Note that the cache configuration is different in this experiment and the previous experiment. Hence, the cover application has different Oet in the tables for α = 3. Except the cover application, other applications followed intuition and experienced more latencies as α was increased.
712
8A-1
VI. Discussion
These anomalies are not limited to the round robin arbiter. In the budget based arbiters, such as Credit Controlled Static Priority (Ccsp), Priority-based Budget Scheduler (Pbs) and Dynamic Priority Queue (Dpq) this phenomenon can also be observed. Under these arbiters, all masters are assigned a unique budget to access the shared resource per unit time. If a master consumes its budget, it is termed ineligible and cannot access the shared resource until the unit time expires [9, 11] . Thus, due to the aggressive accesses, if co-existing applications become ineligible, shared resource accesses from the applicationunder-test experience low latencies.
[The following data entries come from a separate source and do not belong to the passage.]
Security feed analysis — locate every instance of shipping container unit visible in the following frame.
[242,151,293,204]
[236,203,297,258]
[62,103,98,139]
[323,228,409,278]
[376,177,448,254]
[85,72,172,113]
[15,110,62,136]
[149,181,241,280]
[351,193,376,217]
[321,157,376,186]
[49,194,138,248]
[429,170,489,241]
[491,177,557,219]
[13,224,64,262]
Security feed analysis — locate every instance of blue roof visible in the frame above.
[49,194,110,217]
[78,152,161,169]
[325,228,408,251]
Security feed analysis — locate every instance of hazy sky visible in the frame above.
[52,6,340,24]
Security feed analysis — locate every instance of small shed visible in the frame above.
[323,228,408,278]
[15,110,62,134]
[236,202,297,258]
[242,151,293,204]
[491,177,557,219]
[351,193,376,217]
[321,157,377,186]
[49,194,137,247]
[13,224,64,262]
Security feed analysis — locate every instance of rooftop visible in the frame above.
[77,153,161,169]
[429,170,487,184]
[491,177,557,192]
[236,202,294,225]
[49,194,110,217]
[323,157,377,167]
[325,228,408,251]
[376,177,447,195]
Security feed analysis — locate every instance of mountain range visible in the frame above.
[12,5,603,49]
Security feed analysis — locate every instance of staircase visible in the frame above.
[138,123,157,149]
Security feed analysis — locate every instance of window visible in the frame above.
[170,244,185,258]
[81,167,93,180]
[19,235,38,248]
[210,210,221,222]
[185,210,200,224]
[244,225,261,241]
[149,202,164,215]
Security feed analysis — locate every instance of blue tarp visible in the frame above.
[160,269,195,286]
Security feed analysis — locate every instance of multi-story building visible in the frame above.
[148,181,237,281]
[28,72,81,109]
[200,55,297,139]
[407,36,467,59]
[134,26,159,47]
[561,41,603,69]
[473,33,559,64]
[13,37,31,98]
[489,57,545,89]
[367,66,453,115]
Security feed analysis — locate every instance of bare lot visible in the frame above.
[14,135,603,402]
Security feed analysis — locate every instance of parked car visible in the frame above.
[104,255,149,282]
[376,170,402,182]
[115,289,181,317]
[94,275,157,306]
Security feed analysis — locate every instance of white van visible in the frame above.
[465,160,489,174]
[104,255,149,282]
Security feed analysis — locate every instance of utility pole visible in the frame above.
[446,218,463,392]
Again, it depends on access pattern of the application-under-test. If the application-under-test itself is aggressive then it quickly becomes ineligible and following accesses experience high latencies. Thus, similar to classical timing anomalies, these anomalies are application dependent. Only under the Tdma and the Priority Division [21] arbiters, these timing anomalies are absent.
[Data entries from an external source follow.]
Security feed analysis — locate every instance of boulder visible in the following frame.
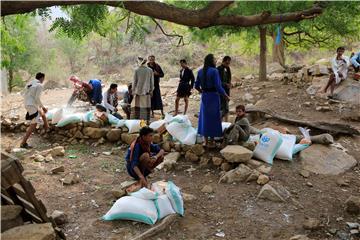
[345,196,360,214]
[106,129,122,142]
[199,157,210,168]
[246,169,261,182]
[190,144,205,157]
[211,157,223,166]
[1,223,56,240]
[185,151,199,162]
[1,205,24,232]
[51,210,68,225]
[300,144,357,175]
[83,127,107,139]
[220,145,253,162]
[267,62,285,74]
[44,146,65,157]
[257,183,285,202]
[256,174,270,185]
[308,64,329,76]
[219,164,252,183]
[121,133,138,145]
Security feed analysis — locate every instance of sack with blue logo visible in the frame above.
[254,129,283,164]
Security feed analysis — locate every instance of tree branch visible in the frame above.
[152,18,185,47]
[1,1,324,28]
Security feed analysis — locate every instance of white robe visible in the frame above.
[331,56,350,84]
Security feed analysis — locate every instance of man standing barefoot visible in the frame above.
[20,72,49,148]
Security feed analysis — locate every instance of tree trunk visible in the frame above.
[8,67,14,93]
[259,26,266,81]
[272,29,285,67]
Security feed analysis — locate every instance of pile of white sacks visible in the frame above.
[102,181,184,224]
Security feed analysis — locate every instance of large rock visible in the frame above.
[220,145,253,162]
[106,129,122,142]
[345,196,360,214]
[1,223,56,240]
[83,127,107,139]
[267,62,285,74]
[121,133,138,145]
[335,79,360,105]
[300,144,356,175]
[51,210,68,225]
[257,184,285,202]
[50,146,65,157]
[185,151,199,162]
[1,205,24,232]
[220,164,252,183]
The timing anomalies presented in this paper depend on the shared resource access pattern (cache miss pattern) of the application. Modification in cache line size, associativity, cache size etc modifies the shared resource access pattern. The modification can either remove these timing anomalies or introduce them. This makes the measured execution time in the presence of uninterrupted interference a highly unreliable Wcet candidate.
VII. Conclusion
This paper has identified two new timing anomalies which occur due to the interference on shared resources in multi-core architectures. The anomalies are as follows: i) Some applications could benefit from aggressive coexisting applications and experience less than the averagecase latencies while accessing the shared resource. ii) Some applications experience more latencies in the presence of less number of aggressive co-existing applications than in the presence of more number of aggressive coexisting applications while accessing the shared resource. The anomalies are inferred from formulation and the reallife evidences of their presence are provided using applications from the Mälardalen Wcet benchmark suit. The experiments are conducted on the Altera Nios II multi-core with shared memory architecture implemented on Altera Cyclone III Fpga development board.
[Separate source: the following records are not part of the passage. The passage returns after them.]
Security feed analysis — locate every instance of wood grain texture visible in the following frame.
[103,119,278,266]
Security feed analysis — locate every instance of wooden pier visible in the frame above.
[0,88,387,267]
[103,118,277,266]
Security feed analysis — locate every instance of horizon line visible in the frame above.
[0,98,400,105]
Collisions of cache misses of concurrently executing applications on a shared main memory is extremely difficult to predict. Moreover, such prediction is limited to the particular set of application execution paths and precise phase of their starting time. Thus, this prediction is not useful for Wcet analysis, practically. To estimate Wcet in the presence of unpredictable interference, it is intuitive to let the co-existing applications generate uninterrupted accesses to the shared memory and assume that this is the highest possible interference. However, this paper concludes that the measured execution time of application-under-test in the presence of uninterrupted shared resource accesses from co-existing applications could be highly optimistic and well below the Wcet considering the theoretical worst case interference.